MAnvi: thAthA, how strange life is!! The box with this child that Kunti left in River Ganga was found by the charioteer Adiratha. As he and his wife Radha had no children of their own, they brought him up as their child. They named him Radheya, otherwise called Karna. Kunti’s loss is Radheya’s gain!!

It is also said that when Karna didn’t want to become a charioteer like Adiratha, he was curious to know why. Children were expected to take up the profession of the father and they did so too. Karna though wanted to sit inside the chariot like a king and not drive it like a charioteer. The curiosity to know why his aspirations were different, made him seek answers from Radha. She told him his back story and that he maybe a Kshatriya as he had the marks of one – born to rule!!

thAthA, what may have gone thru’ Karna’s mind when he

  • was told by Radha that he wasn’t born to her and Adiratha?
  • came to know that he was left in the river by his mother Kunti?
  • thought he was left in abandonment?
  • wanted to sit inside the chariot like a king and his father wanted him to drive it like a charioteer?
  • realised that he wasn’t interested in becoming a charioteer like Adiratha?
  • understood that he was different and he didn’t feel belonged to the clan that Adiratha belonged to?
  • wasn’t happy with the way he was and wanted to earn a name, fame, prove himself and wanted to become big? Something that was different from the way he was taught and brought up?

thAthA: Powerful questions, MAnvi, to which we don’t have answers. Many of Karna’s actions though may provide clues to these questions, which we will discuss another day.

MAnvi, battles are fought within the mind first and then fought outside. Think of what happens within your mind when

  • you want to do something but are prevented from doing so
  • you don’t feel a sense of belonging to the place you are in, but you have to be there
  • you know you are different and don’t fit in the environment; you feel like a fish out of water and all you can do is wriggle and squiggle
  • you have an ambition but people around think that ambition is not a healthy thought to have
  • you feel that you are a square peg in a round hole and neither can you fight nor can you be in flight

Each one of these reinforce that you are different from the environment that you are currently in. You may then go searching for an environment that makes you feel a sense of belonging and a sense of ‘fitting in’. There is also that feeling of insecurity within. This search and insecurity makes you vulnerable to anyone who offers a sense of belonging and security.

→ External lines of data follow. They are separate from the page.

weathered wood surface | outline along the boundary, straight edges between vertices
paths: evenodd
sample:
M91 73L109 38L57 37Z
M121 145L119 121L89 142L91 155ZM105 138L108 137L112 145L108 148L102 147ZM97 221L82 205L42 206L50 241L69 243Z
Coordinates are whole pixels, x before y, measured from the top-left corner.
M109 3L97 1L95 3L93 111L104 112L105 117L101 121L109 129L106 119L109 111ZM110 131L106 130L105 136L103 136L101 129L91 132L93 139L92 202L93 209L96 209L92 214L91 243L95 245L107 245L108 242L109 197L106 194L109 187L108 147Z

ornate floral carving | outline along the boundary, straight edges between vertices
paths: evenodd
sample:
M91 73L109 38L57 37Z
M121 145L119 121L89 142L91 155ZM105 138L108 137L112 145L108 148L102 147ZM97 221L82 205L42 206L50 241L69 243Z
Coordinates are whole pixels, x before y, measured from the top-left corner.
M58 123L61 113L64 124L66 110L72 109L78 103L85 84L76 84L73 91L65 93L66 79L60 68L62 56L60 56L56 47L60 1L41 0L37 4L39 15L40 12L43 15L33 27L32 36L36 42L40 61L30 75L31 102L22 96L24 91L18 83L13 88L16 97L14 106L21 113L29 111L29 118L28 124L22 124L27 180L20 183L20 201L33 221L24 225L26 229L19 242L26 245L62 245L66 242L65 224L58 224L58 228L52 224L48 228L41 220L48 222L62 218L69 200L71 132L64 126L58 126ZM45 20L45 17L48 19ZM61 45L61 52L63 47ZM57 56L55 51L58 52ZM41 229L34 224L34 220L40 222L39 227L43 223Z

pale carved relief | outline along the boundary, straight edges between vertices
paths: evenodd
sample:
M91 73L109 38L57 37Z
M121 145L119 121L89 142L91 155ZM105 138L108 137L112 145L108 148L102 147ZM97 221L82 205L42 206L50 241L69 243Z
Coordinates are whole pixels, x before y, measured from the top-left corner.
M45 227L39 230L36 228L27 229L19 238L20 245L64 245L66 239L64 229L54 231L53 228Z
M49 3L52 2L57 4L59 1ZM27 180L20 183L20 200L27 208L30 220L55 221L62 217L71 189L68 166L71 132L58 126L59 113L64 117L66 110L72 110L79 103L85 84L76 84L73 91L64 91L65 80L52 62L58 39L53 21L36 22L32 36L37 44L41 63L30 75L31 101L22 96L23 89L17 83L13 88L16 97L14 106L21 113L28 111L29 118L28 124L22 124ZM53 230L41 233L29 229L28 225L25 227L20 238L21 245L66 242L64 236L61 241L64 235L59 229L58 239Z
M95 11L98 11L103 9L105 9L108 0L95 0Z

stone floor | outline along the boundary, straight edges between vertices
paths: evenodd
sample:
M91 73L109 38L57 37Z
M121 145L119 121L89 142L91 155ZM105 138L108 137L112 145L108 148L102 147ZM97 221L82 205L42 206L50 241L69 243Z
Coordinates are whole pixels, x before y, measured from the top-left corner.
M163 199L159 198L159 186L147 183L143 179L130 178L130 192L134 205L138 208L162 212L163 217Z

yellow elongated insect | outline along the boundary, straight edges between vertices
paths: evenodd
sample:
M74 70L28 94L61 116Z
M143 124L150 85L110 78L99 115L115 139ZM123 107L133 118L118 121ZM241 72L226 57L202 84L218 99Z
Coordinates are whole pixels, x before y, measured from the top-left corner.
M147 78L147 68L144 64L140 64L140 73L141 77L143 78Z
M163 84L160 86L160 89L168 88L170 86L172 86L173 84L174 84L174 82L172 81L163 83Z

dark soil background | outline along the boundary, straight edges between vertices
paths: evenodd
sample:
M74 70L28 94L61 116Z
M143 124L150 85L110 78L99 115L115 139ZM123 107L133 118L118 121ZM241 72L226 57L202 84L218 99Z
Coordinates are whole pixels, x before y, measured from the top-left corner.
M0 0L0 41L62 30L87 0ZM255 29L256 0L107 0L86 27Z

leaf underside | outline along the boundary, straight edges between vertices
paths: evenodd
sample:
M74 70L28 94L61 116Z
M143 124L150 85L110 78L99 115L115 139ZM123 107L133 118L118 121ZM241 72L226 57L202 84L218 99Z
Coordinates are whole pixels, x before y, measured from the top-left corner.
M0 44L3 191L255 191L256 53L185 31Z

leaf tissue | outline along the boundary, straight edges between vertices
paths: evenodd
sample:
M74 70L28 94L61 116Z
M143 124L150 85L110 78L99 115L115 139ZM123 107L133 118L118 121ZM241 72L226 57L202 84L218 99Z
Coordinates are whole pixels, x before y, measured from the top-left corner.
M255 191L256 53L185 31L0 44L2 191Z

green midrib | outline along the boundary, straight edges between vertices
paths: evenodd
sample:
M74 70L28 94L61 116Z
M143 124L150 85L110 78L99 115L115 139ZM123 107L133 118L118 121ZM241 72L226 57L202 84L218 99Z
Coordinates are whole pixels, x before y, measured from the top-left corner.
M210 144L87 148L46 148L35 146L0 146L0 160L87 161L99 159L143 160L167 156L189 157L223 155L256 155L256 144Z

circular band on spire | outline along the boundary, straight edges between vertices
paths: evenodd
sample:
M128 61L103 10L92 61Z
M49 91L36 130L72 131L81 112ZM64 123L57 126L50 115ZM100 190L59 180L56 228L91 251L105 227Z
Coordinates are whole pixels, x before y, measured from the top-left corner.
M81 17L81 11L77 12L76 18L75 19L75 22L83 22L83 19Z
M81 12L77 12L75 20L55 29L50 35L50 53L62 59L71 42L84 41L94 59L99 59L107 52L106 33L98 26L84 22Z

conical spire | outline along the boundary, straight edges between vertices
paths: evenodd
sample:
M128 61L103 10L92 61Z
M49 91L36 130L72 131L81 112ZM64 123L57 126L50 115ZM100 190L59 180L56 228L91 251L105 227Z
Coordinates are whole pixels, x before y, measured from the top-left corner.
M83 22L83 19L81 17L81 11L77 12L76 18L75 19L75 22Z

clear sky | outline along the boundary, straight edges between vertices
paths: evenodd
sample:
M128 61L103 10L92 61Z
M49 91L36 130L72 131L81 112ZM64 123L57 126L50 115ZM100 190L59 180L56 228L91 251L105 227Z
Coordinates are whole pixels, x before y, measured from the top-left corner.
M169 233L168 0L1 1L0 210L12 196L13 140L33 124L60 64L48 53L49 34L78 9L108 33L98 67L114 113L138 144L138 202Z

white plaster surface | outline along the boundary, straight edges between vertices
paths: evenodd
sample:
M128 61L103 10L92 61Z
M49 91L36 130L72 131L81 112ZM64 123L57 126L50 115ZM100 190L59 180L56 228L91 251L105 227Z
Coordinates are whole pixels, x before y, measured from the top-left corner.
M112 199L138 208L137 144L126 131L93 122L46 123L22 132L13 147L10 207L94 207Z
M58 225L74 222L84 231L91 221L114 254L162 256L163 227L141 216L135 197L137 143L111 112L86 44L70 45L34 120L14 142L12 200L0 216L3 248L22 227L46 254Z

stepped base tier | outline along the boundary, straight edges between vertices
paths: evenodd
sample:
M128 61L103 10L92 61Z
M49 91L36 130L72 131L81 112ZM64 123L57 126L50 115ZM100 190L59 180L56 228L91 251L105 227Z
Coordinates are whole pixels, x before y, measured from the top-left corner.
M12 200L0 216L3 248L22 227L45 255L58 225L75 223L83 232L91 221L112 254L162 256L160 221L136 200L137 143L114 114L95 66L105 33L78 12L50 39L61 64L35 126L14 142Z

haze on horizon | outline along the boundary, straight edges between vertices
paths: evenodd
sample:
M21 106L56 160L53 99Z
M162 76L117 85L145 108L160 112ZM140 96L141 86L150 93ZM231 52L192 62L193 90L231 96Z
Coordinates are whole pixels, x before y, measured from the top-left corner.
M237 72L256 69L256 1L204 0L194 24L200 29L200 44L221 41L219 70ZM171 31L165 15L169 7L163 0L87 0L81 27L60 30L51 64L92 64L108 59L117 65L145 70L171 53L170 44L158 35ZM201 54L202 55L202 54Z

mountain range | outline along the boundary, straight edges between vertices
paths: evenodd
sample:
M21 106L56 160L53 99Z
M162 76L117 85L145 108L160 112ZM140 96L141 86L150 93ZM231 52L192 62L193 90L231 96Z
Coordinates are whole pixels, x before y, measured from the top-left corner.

MAnvi, despite the other person attempting to give a sense of belongingness or insecurity, conflicts may continue to arise because your answers arrive slowly; and you are not in a frame of mind to give it the time needed.

When your search provides you with some answers that you begin to accept, your vulnerability becomes your strength.

MAnvi wasn’t sure whether what her thAthA said about the battles that get fought in the mind, was for Karna or if it was for her!! She wasn’t far removed from the situation that Karna ‘found’ himself in!!

MAnvi knew that her seacrh and wait had begun!! Her clues she was certain, lay in her understanding of the actions of Karna.